HTC will continue to reduce the number of smartphone models and shift the focus to higher-priced handsets, Chang said.
“The number of smartphone models next year will be fewer than this year,” he said.
Chang said that does not mean HTC would reduce its resources for the smartphone business.
He said HTC will not put less effort into its smartphone or Internet of Things (IoT) businesses, because it believes the two segments will play important roles in the company’s long-term growth.
Chang’s comments came after HTC reported a less-than-expected net loss for last quarter at NT$1.8 billion (US$56.94 million).
The losses last quarter were smaller than the previous quarter’s losses of NT$3.1 billion and NT$4.5 billion a year earlier, company data showed.
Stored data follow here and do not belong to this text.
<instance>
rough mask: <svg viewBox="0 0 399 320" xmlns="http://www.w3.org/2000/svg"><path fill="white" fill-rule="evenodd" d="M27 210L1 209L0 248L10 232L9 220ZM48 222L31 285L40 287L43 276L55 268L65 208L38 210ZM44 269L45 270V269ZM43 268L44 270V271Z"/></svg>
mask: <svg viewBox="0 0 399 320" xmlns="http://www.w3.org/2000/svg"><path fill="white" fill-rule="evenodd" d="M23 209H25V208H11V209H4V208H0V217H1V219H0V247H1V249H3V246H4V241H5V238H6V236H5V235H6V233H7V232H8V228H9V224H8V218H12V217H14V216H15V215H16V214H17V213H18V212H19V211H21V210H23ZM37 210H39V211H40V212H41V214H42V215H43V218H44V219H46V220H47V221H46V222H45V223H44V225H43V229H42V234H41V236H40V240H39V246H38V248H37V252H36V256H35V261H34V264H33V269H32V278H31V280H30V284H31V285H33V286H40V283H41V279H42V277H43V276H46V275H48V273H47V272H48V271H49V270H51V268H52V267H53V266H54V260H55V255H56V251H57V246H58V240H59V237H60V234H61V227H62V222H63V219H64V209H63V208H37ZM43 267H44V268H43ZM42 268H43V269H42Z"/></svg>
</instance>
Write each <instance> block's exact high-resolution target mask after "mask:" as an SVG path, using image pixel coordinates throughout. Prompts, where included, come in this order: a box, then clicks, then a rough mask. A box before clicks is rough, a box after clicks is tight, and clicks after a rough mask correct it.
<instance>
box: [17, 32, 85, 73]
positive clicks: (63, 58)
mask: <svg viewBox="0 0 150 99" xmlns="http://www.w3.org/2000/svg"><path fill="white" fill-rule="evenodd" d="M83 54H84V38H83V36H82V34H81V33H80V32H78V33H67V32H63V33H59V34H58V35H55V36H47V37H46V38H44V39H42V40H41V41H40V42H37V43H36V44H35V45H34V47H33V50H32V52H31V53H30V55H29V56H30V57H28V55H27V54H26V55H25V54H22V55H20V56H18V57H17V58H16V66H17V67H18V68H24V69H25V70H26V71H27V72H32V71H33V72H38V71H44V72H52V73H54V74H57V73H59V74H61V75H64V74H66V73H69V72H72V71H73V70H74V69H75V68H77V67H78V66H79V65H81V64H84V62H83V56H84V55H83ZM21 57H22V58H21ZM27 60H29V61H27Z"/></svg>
That beat Yuanta Securities Investment Consulting Co’s (元大投顧) estimate of NT$2.58 billion net losses and HSBC Securities Taiwan Corp’s forecast of NT$2.63 billion net losses.
Gross margin increased by 4.7 percentage points quarterly to 16.1 percent last quarter, while the company’s operating losses last quarter improved from the previous quarter’s minus-22.5 percent to minus-9 percent, the data showed.
HTC attributed the improving financial results to the sales momentum for the HTC Vive systems across consumer and enterprise markets.
The increasing demand for its primary smartphones, as well as the firm’s continued efforts in lowering operational costs, also helped shrink its net losses last quarter, Chang said.
The smartphone business “almost” reached the break-even level, Chang added.
HTC shares fell by 2.65 percent to NT$91.9 in Taipei trading yesterday, underperforming the TAIEX, which gained 0.68 percent.